Bank of America Corp. reported a 48.5% drop in first-quarter net income on Wednesday, warning that it anticipated a recession because of the novel coronavirus and setting aside an additional $3.6 billion to cover potential losses.

The second-largest U.S. bank by assets, a bellwether of the economy, said it analyzed a number of recessionary scenarios in arriving at the view that economic output would drop significantly in the second quarter.

The bank’s analysis showed growth would recover slowly from the second quarter, “with negative growth rates in GDP extending well into 2021,” Chief Financial Officer Paul Donofrio said.

Bank of America’s (NYSE: BAC) shares were down 5.7% around 1:13 p.m. Wednesday.

Bank of America joined other major Wall Street banks in their dour outlook on the economy, providing new details about the impact sweeping lockdowns to curb the spread of the virus have had on the economy.

Other major lenders, including JPMorgan Chase & Co., Citigroup Inc. (see below) and Wells Fargo & Co., also bulked up reserves to absorb potential losses.

Including BofA’s reserve build of $3.6 billion, the top four U.S. lenders have set aside a combined $14.2 billion in loan loss provisions. BofA’s total provisions is more than three times its actual first-quarter loan losses of $1.1 billion.

In recent days, amid signs that the spread of coronavirus may be peaking in some areas, governments have started examining when and how they should reopen the economy. Investors and economists are also debating what an eventual recovery would look like.

In a call with analysts, Bank of America Chief Executive Brian Moynihan said the bank was still waiting for signs that the situation was stabilizing.

The bank had seen lower demand for loans from businesses such as credit cards and mortgages through the first two weeks of April compared with the levels in February, before the coronavirus crisis hit United States with full force, Moynihan said.

“We’re watching to see these stabilize at some level of activity,” Moynihan said. “And we’ll keep watching that as states, cities and the federal government focuses on reopening the economy.”

CFO Donofrio, however, said a rush by companies to get loans as they worried about their ability to meet immediate cash needs like payrolls had peaked in March and returned to normal levels in the first week of April.

Bank of America said it extended an additional $57 billion in loans, or a 6% increase during the quarter.

Overall, net income applicable to common shareholders fell to $3.54 billion, or 40 cents per share, in the first quarter, coming in below the 46 cents per share predicted by analysts, according to Refinitiv data.
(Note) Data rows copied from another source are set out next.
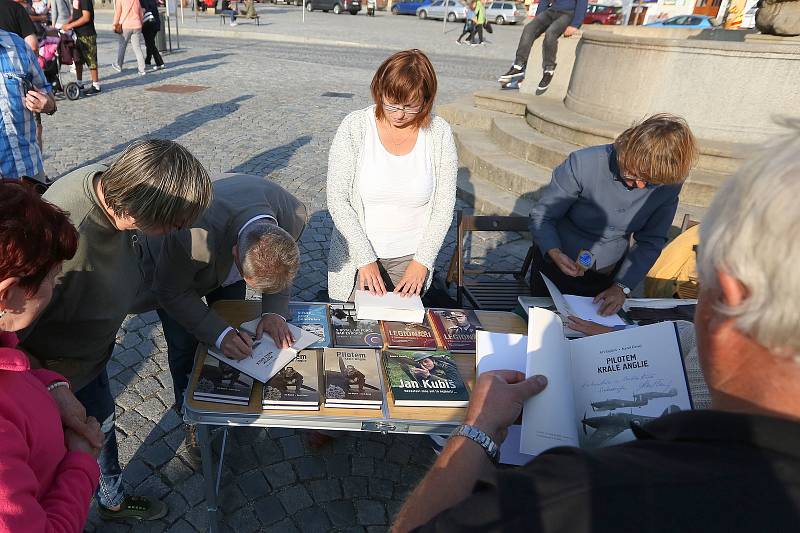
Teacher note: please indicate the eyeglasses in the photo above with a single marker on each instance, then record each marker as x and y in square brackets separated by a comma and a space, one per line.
[407, 110]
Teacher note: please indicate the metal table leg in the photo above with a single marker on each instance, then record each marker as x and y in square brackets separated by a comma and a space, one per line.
[208, 477]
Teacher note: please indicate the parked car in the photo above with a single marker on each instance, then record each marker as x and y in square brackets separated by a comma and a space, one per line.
[408, 8]
[337, 6]
[506, 12]
[686, 21]
[601, 14]
[436, 10]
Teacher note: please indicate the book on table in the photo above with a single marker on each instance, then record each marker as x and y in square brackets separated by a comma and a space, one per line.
[312, 318]
[599, 387]
[424, 379]
[389, 306]
[349, 332]
[295, 386]
[408, 335]
[221, 383]
[267, 359]
[352, 378]
[455, 328]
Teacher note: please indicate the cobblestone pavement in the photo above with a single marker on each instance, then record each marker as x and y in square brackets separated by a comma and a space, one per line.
[263, 111]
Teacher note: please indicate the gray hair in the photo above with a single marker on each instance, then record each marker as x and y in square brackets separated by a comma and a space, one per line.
[270, 257]
[159, 183]
[751, 233]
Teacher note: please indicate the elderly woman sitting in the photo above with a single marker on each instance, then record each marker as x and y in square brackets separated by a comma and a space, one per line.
[47, 474]
[601, 196]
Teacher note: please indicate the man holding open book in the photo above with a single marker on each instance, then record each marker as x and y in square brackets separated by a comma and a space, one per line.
[733, 468]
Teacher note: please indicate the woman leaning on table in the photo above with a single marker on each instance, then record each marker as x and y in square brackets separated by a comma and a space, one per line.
[391, 184]
[47, 473]
[602, 196]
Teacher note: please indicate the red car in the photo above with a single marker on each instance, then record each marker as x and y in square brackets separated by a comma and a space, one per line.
[600, 14]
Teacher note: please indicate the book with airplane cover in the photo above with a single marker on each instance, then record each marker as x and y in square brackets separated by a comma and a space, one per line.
[598, 387]
[296, 386]
[221, 383]
[352, 378]
[312, 318]
[409, 336]
[424, 379]
[455, 328]
[349, 332]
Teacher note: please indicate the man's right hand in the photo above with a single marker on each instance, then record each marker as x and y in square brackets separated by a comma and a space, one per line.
[79, 443]
[497, 400]
[564, 263]
[237, 345]
[369, 278]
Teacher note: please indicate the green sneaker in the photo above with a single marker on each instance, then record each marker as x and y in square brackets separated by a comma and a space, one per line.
[136, 507]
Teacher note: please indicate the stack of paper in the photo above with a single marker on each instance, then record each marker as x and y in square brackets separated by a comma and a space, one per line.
[267, 359]
[391, 306]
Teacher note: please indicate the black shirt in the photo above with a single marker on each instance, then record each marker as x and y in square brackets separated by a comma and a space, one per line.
[15, 19]
[77, 12]
[704, 471]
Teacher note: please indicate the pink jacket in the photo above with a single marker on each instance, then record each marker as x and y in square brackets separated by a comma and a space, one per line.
[43, 487]
[129, 13]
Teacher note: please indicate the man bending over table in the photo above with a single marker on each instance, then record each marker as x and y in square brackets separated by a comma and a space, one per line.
[735, 468]
[247, 237]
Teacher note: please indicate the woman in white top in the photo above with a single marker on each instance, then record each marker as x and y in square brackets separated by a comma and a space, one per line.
[391, 184]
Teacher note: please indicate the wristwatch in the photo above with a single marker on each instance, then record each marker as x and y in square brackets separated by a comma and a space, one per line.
[625, 290]
[481, 438]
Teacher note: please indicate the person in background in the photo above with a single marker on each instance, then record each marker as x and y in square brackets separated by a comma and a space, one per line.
[391, 184]
[734, 468]
[247, 237]
[48, 473]
[26, 93]
[554, 18]
[82, 24]
[154, 186]
[128, 14]
[151, 25]
[602, 196]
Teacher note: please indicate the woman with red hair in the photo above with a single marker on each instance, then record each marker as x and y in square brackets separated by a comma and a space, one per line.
[47, 473]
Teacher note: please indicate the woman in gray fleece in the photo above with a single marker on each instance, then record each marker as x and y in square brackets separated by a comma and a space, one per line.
[391, 184]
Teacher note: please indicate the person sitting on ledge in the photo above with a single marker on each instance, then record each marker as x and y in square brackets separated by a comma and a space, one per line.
[601, 196]
[733, 468]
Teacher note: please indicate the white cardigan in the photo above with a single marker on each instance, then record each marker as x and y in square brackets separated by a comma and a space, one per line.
[349, 248]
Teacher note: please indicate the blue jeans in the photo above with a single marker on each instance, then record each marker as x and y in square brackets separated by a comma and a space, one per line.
[182, 345]
[97, 399]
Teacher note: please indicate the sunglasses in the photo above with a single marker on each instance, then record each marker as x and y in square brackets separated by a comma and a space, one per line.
[407, 110]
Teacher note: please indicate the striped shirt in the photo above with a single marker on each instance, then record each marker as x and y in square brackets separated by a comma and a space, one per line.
[19, 152]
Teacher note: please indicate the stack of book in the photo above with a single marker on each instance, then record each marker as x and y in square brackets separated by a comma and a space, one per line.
[221, 383]
[296, 386]
[352, 378]
[424, 379]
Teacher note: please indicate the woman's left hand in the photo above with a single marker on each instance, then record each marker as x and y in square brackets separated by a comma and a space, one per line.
[413, 280]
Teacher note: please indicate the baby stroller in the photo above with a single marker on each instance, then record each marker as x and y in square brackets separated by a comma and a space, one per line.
[57, 49]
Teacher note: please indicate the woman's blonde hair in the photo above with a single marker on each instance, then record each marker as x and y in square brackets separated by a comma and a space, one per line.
[407, 76]
[158, 183]
[660, 149]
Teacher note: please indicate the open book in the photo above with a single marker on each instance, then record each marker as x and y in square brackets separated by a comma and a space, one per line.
[267, 359]
[598, 387]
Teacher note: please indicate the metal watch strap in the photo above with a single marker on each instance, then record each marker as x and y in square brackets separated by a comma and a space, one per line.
[479, 437]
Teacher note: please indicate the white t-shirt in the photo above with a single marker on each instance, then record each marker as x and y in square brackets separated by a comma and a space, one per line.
[395, 191]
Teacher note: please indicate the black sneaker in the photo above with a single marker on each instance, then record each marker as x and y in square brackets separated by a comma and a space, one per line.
[137, 508]
[547, 77]
[513, 73]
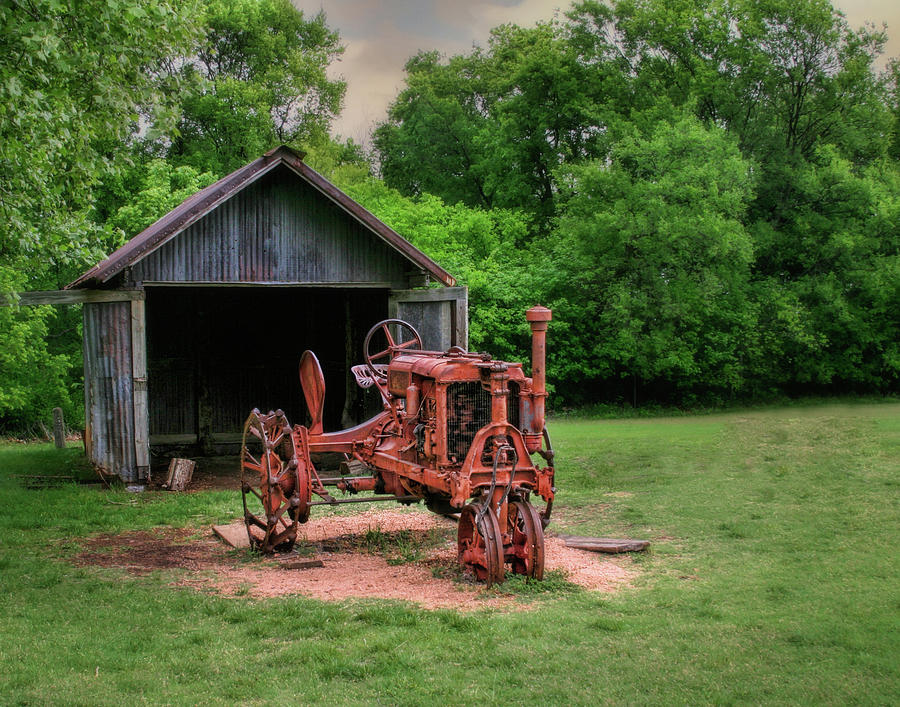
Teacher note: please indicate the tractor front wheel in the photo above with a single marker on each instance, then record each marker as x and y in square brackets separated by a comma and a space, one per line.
[480, 544]
[273, 494]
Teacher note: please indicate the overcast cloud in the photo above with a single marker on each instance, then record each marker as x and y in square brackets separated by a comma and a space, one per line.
[379, 37]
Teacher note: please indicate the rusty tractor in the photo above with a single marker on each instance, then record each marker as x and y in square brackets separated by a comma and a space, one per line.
[458, 431]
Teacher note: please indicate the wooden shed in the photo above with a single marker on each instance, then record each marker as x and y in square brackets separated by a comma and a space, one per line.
[204, 315]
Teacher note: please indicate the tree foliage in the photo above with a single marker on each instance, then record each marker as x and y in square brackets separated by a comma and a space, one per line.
[714, 182]
[254, 80]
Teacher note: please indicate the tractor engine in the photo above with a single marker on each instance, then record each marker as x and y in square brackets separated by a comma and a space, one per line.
[458, 431]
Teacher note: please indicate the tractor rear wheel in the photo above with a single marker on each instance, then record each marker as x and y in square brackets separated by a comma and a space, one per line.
[480, 544]
[271, 486]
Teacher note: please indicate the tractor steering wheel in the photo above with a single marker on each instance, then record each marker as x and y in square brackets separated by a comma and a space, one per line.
[393, 348]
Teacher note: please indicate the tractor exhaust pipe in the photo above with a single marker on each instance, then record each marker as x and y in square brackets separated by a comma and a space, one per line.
[537, 318]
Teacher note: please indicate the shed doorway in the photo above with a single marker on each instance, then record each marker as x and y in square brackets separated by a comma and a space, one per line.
[215, 353]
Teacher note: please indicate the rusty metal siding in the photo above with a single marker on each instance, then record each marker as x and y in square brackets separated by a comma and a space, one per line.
[109, 383]
[278, 230]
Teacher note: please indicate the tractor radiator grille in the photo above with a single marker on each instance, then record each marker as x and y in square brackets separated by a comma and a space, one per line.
[468, 410]
[512, 408]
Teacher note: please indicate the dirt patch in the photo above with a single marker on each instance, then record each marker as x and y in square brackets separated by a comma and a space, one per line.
[351, 569]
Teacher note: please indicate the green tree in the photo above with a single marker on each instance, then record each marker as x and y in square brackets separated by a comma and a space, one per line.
[653, 264]
[489, 128]
[73, 83]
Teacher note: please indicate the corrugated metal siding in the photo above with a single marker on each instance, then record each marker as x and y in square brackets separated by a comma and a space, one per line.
[107, 356]
[235, 348]
[278, 230]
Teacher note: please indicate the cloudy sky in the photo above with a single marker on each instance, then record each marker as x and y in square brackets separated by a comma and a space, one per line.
[380, 35]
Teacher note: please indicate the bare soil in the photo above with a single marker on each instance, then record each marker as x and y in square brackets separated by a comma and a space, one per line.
[350, 570]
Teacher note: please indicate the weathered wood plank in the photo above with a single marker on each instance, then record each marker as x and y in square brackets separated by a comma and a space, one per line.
[608, 545]
[180, 473]
[139, 374]
[70, 297]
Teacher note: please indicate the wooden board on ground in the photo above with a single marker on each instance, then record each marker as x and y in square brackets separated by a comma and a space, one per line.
[233, 534]
[180, 473]
[294, 564]
[609, 545]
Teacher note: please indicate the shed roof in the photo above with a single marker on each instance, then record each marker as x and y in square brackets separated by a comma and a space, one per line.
[205, 200]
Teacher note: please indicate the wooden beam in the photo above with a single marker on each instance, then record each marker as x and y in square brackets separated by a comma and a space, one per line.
[70, 297]
[139, 375]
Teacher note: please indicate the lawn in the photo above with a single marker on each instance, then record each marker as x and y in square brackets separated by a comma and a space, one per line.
[773, 578]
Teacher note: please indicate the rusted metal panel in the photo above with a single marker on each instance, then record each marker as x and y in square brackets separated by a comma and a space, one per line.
[440, 315]
[110, 387]
[279, 230]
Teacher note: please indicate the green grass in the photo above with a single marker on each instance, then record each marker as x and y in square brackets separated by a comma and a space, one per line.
[772, 578]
Net interest income declined 2% to $12.1 billion, as interest rates fell.

Sales and trading revenue, excluding certain valuation adjustments, increased 22% to $4.3 billion, with higher revenues in both fixed income and equities. The bank said it increased its global markets balance sheet by $130 billion in early March compared with the year-end to help manage record-breaking market activity.

Citigroup Q1 Profit Tumbles as Loan Defaults Loom

Citigroup Inc. (NYSE: C) reported a 46% plunge in quarterly profit on Wednesday as the bank set aside nearly $5 billion to prepare for an expected flood of defaults on loans due to a virtual halt in economic activity caused by the coronavirus pandemic.

Citigroup recorded a $4.89 billion expense in the quarter, up from $20 million in the year-ago period, to boost reserves against anticipated losses on loans, primarily in its credit cards.

JPMorgan said on Tuesday its profit plunged by more than two-thirds mostly because of a $7 billion addition to loan loss reserves, half of which were for credit cards.

“Our earnings for the first quarter were significantly impacted by the COVID-19 pandemic,” Citi’s Chief executive Officer Michael Corbat said in the earnings statement.

“The deteriorating economic outlook and the transition to the new Current Expected Credit Loss standard (CECL) caused us to build significant loan loss reserves.”

The blow to earnings was cushioned by a surge in fees as trading desks cashed in on the turbulent markets in February and March. Both equities and fixed income trading reported a 39% jump from a year earlier.

Total revenue rose to $20.73 billion, topping Wall Street’s estimate of $19 billion, according to Refinitiv data.

Total net income fell to $2.52 billion, or $1.05 per share, in the three months ended March 31, from $4.71 billion, or $1.87 per share, a year earlier. Earnings per share were also boosted by a 10% reduction in shares outstanding.

Analysts on average had expected Citigroup to earn $1.04 per share.